While the airline's poor safety record contributed to its collapse, market watchers point to other factors as well, including expanding its routes and fleet too quickly, and ferocious competition.

A series of strategic blunders, the inability to find a niche and respond to changes, and a drop in inbound tourism by mainland Chinese also played a role, according to a report by the Sydney-based CAPA Center for Aviation.

TransAsia had a fleet of 16 aircraft serving 27 destinations. Its biggest earners were routes to China, where it served 13 cities, and Japan, six.

"The airline faced a supply-demand imbalance in operating routes to Japan, where there was fierce competition with bigger global brands," said Hwang Tay-lin, an associate professor of aviation and maritime transportation management at Chang Jung Christian University.

"As a small carrier lacking economies of scale, it was very difficult for TransAsia to operate efficiently and compete with bigger rivals with deeper pockets," Hwang said.

The sudden fall in Chinese tourists following the inauguration in May of pro-independence politician Tsai Ing-wen as Taiwanese president battered TransAsia's hopes for a turnaround, according to Hwang.

For the first 10 months of 2016, the number of Chinese visitors to Taiwan dropped nearly 12% on the year to 2.52 million. The slump became especially pronounced in the June-October period, with the number tumbling 31% to some 972,000 people, according to Taiwan's tourism bureau.

PROMISING START Lin took TransAsia public in 2011 and helped oversee a doubling of the carrier's revenue between 2009 and 2013, driven mainly by the opening of direct flights between mainland China and Taiwan.

The company had always been profitable, and from 2011 to 2014 it posted better earnings per share than its larger Taiwanese peers China Airlines and Eva Airways.

For a while, it appeared as though Lin had transformed TransAsia from a carrier focused only on domestic and cross-strait services to a full-blown regional airline, using the experience he had gained from his many years abroad.

Lin grew up in the U.S., where he earned a bachelor's degree in business from Georgetown University and a doctorate from the Hastings College of the Law at the University of California.

After taking the helm at TransAsia, he expanded operations aggressively. In less than two years, Lin doubled the number of regional routes, targeting such destinations as Singapore, Hanoi and the Japanese cities of Osaka, Asahikawa, Kushiro, Hakodate and Sapporo.

He kept expanding even after tragedy struck. Less than five months after 48 people were killed in the July 2014 crash on the Taiwanese islet of Penghu, Lin launched a budget carrier called V Air.

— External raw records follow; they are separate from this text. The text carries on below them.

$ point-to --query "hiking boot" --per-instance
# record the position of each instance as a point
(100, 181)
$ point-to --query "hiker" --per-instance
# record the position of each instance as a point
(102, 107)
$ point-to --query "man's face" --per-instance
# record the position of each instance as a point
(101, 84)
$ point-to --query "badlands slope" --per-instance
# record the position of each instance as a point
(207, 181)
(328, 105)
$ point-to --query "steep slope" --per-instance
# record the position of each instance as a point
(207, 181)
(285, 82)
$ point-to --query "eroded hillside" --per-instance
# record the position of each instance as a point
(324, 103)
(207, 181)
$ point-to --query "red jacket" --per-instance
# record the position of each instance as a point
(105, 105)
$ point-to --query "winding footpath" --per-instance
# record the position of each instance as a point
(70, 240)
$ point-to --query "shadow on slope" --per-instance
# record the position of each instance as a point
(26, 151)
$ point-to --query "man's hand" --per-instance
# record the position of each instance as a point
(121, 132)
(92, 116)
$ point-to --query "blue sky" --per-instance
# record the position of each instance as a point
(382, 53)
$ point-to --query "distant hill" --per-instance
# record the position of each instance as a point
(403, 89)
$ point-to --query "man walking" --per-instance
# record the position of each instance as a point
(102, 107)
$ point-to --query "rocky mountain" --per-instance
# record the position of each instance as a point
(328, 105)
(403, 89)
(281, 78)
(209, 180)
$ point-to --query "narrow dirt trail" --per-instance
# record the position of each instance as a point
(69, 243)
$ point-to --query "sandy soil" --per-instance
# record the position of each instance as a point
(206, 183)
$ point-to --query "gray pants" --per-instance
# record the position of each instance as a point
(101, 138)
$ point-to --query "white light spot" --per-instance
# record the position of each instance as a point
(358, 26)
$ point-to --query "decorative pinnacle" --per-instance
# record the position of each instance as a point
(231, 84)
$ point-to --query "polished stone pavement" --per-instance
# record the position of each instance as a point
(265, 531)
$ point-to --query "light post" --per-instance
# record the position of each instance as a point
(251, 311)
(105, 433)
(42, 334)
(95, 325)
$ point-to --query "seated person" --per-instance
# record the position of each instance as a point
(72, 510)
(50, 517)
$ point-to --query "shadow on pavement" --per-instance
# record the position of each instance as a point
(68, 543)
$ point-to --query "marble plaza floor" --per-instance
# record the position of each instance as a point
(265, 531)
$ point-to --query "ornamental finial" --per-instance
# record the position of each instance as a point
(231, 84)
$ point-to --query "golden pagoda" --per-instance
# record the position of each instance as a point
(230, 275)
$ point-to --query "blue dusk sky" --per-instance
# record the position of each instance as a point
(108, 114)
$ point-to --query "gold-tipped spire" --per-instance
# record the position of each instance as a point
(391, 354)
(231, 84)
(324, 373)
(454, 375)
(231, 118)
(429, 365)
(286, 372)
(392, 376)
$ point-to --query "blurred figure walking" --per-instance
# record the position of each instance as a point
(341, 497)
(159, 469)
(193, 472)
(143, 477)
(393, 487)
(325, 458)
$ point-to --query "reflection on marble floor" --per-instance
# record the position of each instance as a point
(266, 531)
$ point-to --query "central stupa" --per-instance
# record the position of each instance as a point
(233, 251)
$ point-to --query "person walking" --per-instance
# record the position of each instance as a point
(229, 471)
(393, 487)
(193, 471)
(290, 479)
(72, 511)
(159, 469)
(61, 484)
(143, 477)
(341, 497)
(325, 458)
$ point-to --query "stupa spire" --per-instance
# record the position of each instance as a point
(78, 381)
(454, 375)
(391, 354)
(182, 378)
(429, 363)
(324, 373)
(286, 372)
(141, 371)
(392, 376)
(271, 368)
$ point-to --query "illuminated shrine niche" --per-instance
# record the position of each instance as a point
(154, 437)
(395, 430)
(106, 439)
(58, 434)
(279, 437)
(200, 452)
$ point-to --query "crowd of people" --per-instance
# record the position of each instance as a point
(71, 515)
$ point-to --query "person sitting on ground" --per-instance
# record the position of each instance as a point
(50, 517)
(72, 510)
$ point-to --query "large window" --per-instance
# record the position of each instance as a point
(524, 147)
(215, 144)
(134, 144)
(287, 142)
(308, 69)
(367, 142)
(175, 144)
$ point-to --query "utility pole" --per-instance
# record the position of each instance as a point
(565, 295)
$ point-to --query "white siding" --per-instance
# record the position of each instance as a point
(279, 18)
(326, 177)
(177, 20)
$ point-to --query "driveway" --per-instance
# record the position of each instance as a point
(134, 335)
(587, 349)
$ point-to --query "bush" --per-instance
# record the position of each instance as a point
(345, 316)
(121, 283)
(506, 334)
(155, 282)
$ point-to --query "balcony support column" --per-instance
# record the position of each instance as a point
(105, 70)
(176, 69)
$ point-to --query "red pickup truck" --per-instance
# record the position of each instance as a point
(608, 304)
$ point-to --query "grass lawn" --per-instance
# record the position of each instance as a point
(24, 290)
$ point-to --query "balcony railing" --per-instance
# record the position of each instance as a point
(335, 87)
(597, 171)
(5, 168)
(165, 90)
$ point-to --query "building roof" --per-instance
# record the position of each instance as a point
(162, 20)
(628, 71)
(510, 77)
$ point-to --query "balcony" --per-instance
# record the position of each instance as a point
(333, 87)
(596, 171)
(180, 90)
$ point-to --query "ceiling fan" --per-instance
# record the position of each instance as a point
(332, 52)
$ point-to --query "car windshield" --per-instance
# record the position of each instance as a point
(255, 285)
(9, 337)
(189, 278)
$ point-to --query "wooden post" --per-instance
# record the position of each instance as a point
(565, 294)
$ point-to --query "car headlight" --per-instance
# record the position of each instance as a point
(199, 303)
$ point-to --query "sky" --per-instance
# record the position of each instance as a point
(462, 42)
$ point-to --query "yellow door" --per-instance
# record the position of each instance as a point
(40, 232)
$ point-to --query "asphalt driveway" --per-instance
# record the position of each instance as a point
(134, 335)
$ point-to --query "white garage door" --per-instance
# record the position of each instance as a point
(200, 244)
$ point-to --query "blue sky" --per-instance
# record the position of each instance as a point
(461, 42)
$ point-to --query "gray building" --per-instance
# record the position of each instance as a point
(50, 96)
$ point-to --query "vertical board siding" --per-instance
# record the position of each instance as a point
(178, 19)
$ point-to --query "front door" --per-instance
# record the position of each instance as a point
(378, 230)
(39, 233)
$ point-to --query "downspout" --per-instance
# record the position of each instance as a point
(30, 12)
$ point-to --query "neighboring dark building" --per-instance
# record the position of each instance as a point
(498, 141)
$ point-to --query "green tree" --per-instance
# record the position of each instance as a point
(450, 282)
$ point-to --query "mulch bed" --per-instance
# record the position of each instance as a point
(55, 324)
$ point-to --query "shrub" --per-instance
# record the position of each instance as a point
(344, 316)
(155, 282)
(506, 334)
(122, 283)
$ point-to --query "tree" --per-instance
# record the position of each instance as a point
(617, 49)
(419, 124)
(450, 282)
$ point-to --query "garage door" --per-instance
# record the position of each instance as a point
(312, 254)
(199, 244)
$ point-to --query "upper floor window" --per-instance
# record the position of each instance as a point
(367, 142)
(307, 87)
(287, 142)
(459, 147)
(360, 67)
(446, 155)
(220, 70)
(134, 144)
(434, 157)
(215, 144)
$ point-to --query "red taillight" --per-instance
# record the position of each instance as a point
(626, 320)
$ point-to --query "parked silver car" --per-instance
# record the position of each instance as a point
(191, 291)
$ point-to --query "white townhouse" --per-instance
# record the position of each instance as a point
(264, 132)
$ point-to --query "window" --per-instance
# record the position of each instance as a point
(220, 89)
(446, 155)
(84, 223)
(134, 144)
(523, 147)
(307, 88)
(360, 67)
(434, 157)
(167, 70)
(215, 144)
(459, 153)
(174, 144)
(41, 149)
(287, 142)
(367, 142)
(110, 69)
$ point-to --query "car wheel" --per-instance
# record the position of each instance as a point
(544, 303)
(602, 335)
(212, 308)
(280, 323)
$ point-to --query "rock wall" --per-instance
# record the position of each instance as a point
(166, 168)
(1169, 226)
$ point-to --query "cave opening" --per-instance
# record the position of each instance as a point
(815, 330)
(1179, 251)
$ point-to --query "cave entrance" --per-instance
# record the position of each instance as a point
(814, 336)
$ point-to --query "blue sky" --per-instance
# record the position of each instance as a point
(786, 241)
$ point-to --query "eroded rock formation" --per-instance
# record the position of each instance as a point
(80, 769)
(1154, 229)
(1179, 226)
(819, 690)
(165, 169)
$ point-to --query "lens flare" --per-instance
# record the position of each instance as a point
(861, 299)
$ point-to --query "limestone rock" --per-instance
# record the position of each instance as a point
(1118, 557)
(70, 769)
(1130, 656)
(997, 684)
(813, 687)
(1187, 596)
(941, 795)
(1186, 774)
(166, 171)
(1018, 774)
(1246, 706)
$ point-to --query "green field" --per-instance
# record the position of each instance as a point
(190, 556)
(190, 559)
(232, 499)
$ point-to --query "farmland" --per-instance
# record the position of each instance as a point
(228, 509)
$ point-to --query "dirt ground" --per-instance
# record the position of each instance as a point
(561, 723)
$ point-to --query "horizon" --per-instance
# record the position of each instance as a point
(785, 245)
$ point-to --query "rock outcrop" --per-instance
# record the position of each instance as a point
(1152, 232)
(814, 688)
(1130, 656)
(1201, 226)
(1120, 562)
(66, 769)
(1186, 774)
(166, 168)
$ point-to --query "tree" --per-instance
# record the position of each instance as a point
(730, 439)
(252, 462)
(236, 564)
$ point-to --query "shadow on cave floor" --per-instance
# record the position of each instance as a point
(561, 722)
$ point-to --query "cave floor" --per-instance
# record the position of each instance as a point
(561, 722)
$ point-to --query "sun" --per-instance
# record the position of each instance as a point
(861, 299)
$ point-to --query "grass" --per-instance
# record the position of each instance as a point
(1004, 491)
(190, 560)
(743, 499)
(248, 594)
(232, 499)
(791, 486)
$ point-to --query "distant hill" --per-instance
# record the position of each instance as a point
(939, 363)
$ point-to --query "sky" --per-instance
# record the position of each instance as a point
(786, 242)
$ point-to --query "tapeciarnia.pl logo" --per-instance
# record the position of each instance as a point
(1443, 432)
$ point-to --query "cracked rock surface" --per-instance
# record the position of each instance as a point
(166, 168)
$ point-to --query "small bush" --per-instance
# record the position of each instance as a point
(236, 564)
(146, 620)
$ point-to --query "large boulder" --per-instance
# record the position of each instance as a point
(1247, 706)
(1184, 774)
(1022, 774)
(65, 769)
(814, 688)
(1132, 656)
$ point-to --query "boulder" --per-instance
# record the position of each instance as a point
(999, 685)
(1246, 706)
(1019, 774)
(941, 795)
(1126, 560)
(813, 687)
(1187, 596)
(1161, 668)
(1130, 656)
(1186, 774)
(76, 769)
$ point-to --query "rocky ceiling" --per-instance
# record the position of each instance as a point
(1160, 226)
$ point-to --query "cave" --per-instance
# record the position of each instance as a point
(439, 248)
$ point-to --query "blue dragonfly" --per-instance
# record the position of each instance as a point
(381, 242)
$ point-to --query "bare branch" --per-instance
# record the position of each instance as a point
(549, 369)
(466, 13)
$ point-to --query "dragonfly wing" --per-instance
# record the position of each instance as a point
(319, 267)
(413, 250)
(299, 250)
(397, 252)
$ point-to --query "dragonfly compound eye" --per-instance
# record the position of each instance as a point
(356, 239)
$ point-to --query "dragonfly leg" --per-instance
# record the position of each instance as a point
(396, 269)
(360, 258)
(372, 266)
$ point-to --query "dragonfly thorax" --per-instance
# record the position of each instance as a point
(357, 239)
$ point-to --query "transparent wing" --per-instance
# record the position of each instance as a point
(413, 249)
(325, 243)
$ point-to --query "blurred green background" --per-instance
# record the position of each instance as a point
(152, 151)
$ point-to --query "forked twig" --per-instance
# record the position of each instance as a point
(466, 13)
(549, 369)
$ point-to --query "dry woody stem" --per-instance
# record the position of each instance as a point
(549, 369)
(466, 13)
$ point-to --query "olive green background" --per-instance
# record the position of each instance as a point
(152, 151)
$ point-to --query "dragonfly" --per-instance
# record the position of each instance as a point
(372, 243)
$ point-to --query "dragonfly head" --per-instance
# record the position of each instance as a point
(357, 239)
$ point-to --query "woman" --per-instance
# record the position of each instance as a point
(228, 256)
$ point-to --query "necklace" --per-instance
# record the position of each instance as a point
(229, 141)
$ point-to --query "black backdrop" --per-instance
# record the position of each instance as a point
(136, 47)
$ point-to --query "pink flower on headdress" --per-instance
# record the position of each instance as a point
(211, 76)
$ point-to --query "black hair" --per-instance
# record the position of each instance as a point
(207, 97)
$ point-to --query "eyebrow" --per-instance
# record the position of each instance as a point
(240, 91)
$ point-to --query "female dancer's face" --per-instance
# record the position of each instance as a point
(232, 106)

Soon, however, the rapid growth began translating to losses. The Singapore and Bangkok routes were terminated within two years. Later, TransAsia stopped using its two wide-body A330 Airbus jets, and in June this year the airline ended flights to Macau, Okinawa and the Chinese city of Guiyang. On Oct. 1, V Air ceased to exist.

Even amid all the scaling back, however, Lin placed orders for four A330 Airbus jets, which were to be delivered in 2018. TransAsia's NT$1.2 billion down payment to the French aircraft maker became yet another loss.

Critics say the expansion efforts came at the expense of safety, pointing to the crash in February 2015, into a river in the Taipei suburbs that killed 43.

Adding to the carrier's difficulties was the outflow of talented personnel that occurred after the crashes. Rivals China Airlines and Eva Airways, as well as mainland-based carriers, poached some of TransAsia's best employees, according to Yeh Wen-chien, an associate professor in the aviation department at Kainan University.

"As the skies become more open in the Asian aviation market, it will be a game of the survival of the fittest," Yeh said.

"More and more carriers will be pushed out of business if they fail to formulate a clear strategy or are unable to compete in scale," Yeh said. "At this point, airlines should be very clear whether they want to target high-end customers or operate as a budget carrier. There is almost no room for midrange players."

Nikkei staff writer Debby Wu contributed to this report.